Friday, August 04, 2006

An Ecology of Intellectual Property

Given Jim's paean to numeracy yesterday, I figured I could do worse than blog about my piece on the quantification of benefits from looser copyright protections. In Toward an Ecology of Intellectual Property, I argue that IP scholarship needs to push the environmental analogy pioneered by James Boyle a bit further by using tools developed by environmental economists. In order to give a fuller sense of the value of an intellectual commons protected by fair use, copyright defendants should mimic the type of valuation of environmental commons pioneered by economists studying biodiversity.

Here's an example. There is no "market" for beautiful views from buildings. However, economists can use "hedonic pricing" mechanisms to get a sense of how much of the value of a given residence is attributable to its view. By the same token, information economists may want to try to measure the value of "open" vs. "closed" cultural artifacts.

For example, why are so many people adopting "wikipedia?" How much are they saving by using this free, P2P resource rather than, say, paying for a subscription to Brittanica or Encarta? Rishab Ghosh is pioneering such a "substitution method" of valuation. Moreover, we might want to assess human capital formation: what critical thinking skills are users gaining by both editing and assessing entries? Nissenbaum & Benkler suggest there are many capabilities enhanced by such projects.

The traditional story here is that new, P2P alternatives are going to kill off traditional information sources.

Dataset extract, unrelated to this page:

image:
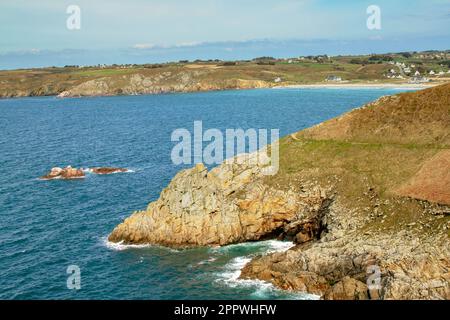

However, even if that is the case, we need to be able to assess not only the costs, but the benefits, of the transformation. Moreover, I think one can tell a happier tale of symbiosis, or at least mutualism.


Anonymous Anonymous said...

Very intersting.

I have not finished reading your paper, but I am already motivated to post a comment.

The thing about environmentalism is that there is a built-in scarcity that drives many of the discussions. We only have one planet, one atmosphere or we are losing species or ecosystems and therefore biodiversity.

There seems to be no analog in information ecologies - there seems to always be "more" information, so where is the scarcity?

I am informed by the "Attention Economy" folks and especially this article.

Attention "is" scarce, but how would this relate to information and knowledge production?

Ideally, we want people's "attention" to be on higher order processes like solving problems, pursuing better lives, creating a better world for themselves and their families, etc. instead of spending all their attention on getting food, clothing, shelter, etc.

This is too crude an analogy and so I would propose something that extends Maslow's heirarchy or at least parses it out into a fine-grained continuum.

If all the efforts to find the right balance of IP protection result in a nation of videogamers and porn-consumers, that may or may not be good depending on whether there are seriousl problems to be solved (global warming, war, famaine, etc.).

Knowledge and education are funny things such that the more you give them away, the more you have. Or so it seems as per Benkler et al.

8/04/2006 11:27 PM  
Blogger Frank said...

Thanks for the comment, John. Given my paper on information overload, I think we have a lot in common!

As for the natural scarcity point: yes, that is a fundamental discontinuity or disanalogy between the IP and physical worlds.

But I think attention and money really are scarce, and that's where the analogy seems more promising. There is real value in knowing that certain cultural/information resources are "common," that one needn't negotiate some license fee to use them. I think this is much like the "peace of mind" that one gets from knowing, say, Central Park is always "off limits" to bidding. One need not spend resources to "buy a piece of it" out of fear that it will all be bought up.